Want to start a Living in the Tension gathering? Check out our Living in the Tension Gathering Guide PDF
Individuals throughout our culture today need to start making conscious commitments to counterculturally live in different ways than what mainstream (secular and religious) currently deems as the only acceptable medium of engagement. Such decisions must become a reality no matter what anyone else’s outcome might be. As Chris Heuertz, author of Friendship at the Margins, says,
“The outcome to any relationship is secondary to the fidelity of the faithfulness in that relationship.”
A new example must be set for the rest of our society to see a new vision of what bold reconciliation looks like between LGBTQs, liberals, conservatives and the faith world. So many have been working off of a paradigm of reconciliation based on a mainstream worldview of strength in numbers that either forces ‘the other’ to conform or be ostracized. But reconciliation based on a love of God giving us the strength to relentlessly pursue those that are thought to be most unlike ourselves will ultimately connect humanity on new levels of faith, relationship, action and sustainable impact.

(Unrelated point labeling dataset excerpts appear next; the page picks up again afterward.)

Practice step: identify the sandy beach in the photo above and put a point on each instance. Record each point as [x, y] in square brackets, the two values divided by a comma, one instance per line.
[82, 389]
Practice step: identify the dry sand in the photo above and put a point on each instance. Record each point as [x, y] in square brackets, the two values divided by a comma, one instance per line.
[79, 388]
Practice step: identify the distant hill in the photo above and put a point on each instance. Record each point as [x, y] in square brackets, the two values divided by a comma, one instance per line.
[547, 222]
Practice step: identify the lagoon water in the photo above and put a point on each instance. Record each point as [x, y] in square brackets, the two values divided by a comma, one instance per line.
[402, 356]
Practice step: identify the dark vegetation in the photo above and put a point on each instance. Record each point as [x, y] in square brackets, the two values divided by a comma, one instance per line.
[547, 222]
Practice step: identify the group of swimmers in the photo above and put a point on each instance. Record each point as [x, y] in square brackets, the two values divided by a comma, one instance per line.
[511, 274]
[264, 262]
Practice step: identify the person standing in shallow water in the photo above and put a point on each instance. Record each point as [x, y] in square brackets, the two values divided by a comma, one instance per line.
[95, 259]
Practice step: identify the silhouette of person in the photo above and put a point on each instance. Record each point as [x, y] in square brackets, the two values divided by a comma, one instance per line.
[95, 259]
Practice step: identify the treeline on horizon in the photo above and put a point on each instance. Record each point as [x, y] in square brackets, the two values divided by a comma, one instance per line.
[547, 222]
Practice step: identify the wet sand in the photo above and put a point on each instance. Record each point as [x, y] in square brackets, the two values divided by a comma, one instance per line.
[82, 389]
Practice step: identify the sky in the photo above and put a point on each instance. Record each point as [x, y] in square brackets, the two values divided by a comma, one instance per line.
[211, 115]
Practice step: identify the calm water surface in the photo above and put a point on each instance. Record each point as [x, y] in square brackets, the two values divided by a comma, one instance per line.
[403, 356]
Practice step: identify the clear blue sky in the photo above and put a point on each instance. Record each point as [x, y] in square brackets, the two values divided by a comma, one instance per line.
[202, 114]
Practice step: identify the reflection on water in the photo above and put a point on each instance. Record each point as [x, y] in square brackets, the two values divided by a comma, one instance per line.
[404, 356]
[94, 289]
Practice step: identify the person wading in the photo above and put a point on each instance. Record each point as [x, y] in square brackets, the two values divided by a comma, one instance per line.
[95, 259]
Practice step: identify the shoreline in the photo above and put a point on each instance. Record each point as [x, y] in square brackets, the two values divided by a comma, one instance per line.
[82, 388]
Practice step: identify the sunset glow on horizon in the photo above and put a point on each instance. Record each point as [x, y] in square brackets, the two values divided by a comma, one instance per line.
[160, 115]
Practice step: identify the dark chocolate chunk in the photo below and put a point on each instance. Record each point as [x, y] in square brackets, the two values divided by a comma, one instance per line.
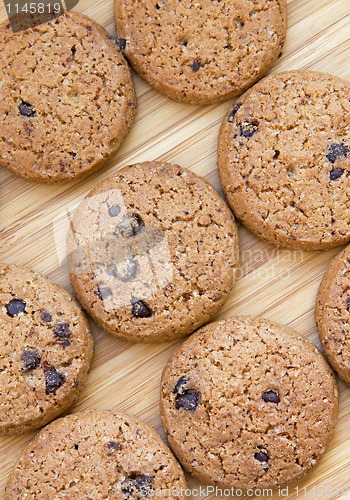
[196, 66]
[63, 333]
[131, 225]
[27, 110]
[335, 174]
[336, 151]
[16, 307]
[53, 379]
[46, 317]
[189, 400]
[104, 292]
[140, 309]
[114, 210]
[248, 129]
[113, 446]
[271, 397]
[31, 359]
[124, 271]
[137, 483]
[234, 111]
[180, 385]
[261, 456]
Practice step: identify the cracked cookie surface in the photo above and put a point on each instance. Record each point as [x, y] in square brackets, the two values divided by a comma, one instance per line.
[96, 454]
[152, 252]
[66, 98]
[333, 314]
[284, 160]
[201, 52]
[45, 350]
[247, 403]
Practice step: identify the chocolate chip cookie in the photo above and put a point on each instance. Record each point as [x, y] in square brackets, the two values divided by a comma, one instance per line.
[152, 252]
[201, 52]
[66, 98]
[247, 403]
[333, 314]
[284, 160]
[45, 350]
[96, 454]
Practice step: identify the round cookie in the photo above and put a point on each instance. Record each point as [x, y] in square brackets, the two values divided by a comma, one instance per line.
[96, 454]
[247, 403]
[284, 160]
[332, 314]
[201, 52]
[66, 98]
[152, 252]
[45, 350]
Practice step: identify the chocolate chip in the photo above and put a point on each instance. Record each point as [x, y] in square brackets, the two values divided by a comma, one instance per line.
[131, 225]
[113, 446]
[234, 111]
[189, 400]
[120, 42]
[180, 384]
[31, 359]
[195, 66]
[27, 110]
[337, 151]
[335, 174]
[137, 483]
[140, 309]
[271, 397]
[248, 129]
[104, 292]
[53, 379]
[114, 210]
[124, 271]
[16, 307]
[261, 456]
[63, 333]
[46, 317]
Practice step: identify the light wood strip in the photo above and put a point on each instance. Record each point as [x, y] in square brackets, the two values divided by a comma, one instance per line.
[277, 284]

The point of committing to experience this type of reconciliation is to then turn around and affect other individual spheres of influence to faithfully live in the same manner. A bridge cannot be built from only one side, and a Movement cannot continue if only lived in one area.
That non-Christian LGBTQs, gay Christians, celibates, ex-gays, liberal and conservative straight Christians and straight non-Christians all willfully enter into a place of constructive tension, intentionally forming a community that peacefully and productively takes on the most divisive topics within the culture war that is faith and sexuality.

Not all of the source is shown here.